Even as the words tumbled out, the churning in her stomach told Fil she already knew the answer to her own question. She flashed back to the moments of the attack, to the dark veil that had clouded her vision and the bolt of red-black energy that had flown from her hand, almost against her own will. The foul bitter taste that had coated her tongue came back to her, and she grimaced.

“I spoke poorly. That was not you, Felicity. It was not your doing. The energy funneled itself through the mark, and it destroyed the hhissih because it threatened you. You did nothing wrong.”

The hand she had pressed against his shoulder trembled, but she still tried to use it to push away from him. It was like trying to push back a mountain. “Nothing wrong? I used black magic, didn’t I? That’s what I did to get rid of that … that thing. And it was like a reflex. I didn’t even realize I was doing it until it was too late. What if I use it to hurt someone else? Someone innocent. How could that not be wrong?”

“Because you would never do it,” Spar insisted. “You are not evil, so evil can take only so much a hold over you.”

“Wait,” she continued as if he hadn’t even spoken. “You said that the hhissih is drawn to Dark energy. That’s why it came after me to begin with, isn’t it? It was drawn to me because of the mark.”

His expression hardened. “It is possible. The fact that the Order knows of your existence means they could have sent it, but their way is more typically to deploy the creatures in packs. If they had sent it, they would almost certainly have sent more than one.”

Fil clenched her teeth. “Then I brought it on myself. It was my fault.”

“No, it was not.” Spar surged to his feet, but he kept Fil trapped in his embrace, her body now pressed against his in the small space of her bathroom. “You brought nothing on yourself, Felicity Shaltis. You have had this thrust upon you, and you have handled it better than most humans could ever dream of. I meant it when I told you that it is you—your character, the goodness in your soul—that has beaten the Darkness back thus far, and I know it will continue to triumph. You are a warrior in your own right, little human. Small and soft though you may appear on the outside, the weapons you possess could save the world if it asked you.”

She heard the ring of sincerity in his voice and knew he meant what he said. Fil was having a harder time with it. Suddenly she felt dirty all over again, as if she hadn’t just stepped from the shower, and exhaustion threatened to fell her.

“I wish I could believe that so easily,” she murmured, “but I feel tainted. Knowing this is here, that it’s trying to work its way inside me…” She shook her head and tried to tug her marked hand from his grasp. “It scares me.”

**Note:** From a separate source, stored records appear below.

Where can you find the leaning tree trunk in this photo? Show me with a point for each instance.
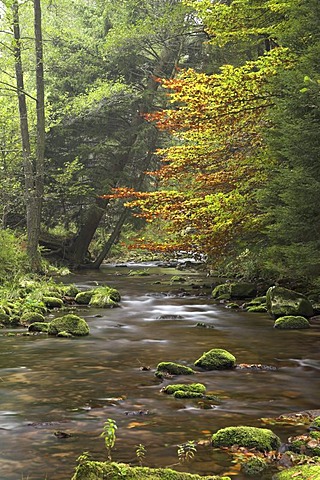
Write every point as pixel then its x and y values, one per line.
pixel 33 167
pixel 79 247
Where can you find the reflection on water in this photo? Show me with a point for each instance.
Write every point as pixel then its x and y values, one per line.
pixel 73 385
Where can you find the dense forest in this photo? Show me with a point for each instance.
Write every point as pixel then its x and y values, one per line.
pixel 161 126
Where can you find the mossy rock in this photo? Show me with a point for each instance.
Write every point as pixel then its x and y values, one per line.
pixel 70 290
pixel 261 439
pixel 235 290
pixel 90 470
pixel 83 298
pixel 173 369
pixel 4 319
pixel 283 302
pixel 105 297
pixel 254 466
pixel 223 289
pixel 216 359
pixel 69 323
pixel 184 390
pixel 41 327
pixel 257 309
pixel 64 335
pixel 52 302
pixel 31 317
pixel 291 322
pixel 302 472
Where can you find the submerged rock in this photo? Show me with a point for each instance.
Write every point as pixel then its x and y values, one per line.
pixel 31 317
pixel 52 302
pixel 301 472
pixel 184 390
pixel 71 324
pixel 173 369
pixel 261 439
pixel 234 290
pixel 216 359
pixel 90 470
pixel 105 297
pixel 83 298
pixel 40 327
pixel 291 322
pixel 282 302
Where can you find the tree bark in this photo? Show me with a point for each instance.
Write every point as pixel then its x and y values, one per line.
pixel 33 167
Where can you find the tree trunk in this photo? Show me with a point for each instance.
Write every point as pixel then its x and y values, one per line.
pixel 79 248
pixel 33 175
pixel 40 143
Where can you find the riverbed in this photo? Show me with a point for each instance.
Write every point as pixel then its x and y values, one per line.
pixel 56 394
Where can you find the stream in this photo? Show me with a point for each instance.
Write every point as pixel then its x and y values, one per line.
pixel 50 385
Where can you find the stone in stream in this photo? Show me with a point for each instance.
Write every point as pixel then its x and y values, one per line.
pixel 261 439
pixel 216 359
pixel 282 302
pixel 70 323
pixel 290 322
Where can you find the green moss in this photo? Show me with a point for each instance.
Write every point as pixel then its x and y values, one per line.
pixel 83 298
pixel 216 359
pixel 262 439
pixel 174 368
pixel 291 322
pixel 31 317
pixel 120 471
pixel 302 472
pixel 254 466
pixel 105 297
pixel 282 301
pixel 64 335
pixel 184 387
pixel 223 289
pixel 39 327
pixel 69 290
pixel 52 302
pixel 315 424
pixel 257 309
pixel 69 323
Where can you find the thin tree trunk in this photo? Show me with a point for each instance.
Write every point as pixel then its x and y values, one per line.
pixel 33 167
pixel 39 164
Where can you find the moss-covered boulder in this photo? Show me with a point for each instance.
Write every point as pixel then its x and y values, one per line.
pixel 289 322
pixel 69 323
pixel 254 466
pixel 69 290
pixel 52 302
pixel 257 309
pixel 235 290
pixel 172 368
pixel 119 471
pixel 184 390
pixel 83 298
pixel 282 302
pixel 261 439
pixel 301 472
pixel 31 317
pixel 222 291
pixel 38 327
pixel 216 359
pixel 105 297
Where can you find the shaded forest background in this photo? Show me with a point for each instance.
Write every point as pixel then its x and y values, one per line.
pixel 162 125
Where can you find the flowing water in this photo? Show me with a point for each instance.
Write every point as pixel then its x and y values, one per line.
pixel 50 385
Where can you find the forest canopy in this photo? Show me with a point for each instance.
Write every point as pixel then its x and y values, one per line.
pixel 199 117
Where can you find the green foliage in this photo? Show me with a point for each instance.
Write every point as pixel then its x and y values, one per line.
pixel 13 259
pixel 187 451
pixel 109 435
pixel 141 453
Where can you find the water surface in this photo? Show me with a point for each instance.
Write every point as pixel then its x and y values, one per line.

“Do not let it. I will see you safe.” He raised her fingers to his lips and pressed a kiss to her palm, right in the center of the mark. “I vow it. The Defiler will not have you, Felicity. I have claimed you for myself.”

The rumble of those words, soft and dark, sent shivers racing through her. Her imagination supplied all sorts of images of ways she could be claimed by him, and none of them had anything to do with evil.

Heat flooded her cheek, then wormed its way lower. It built in the pit of her belly until she couldn’t bear it anymore. Her hand shifted from his shoulder to his cheek, and she lifted herself up on her toes.

“Show me,” she whispered, just before she pressed her lips to his.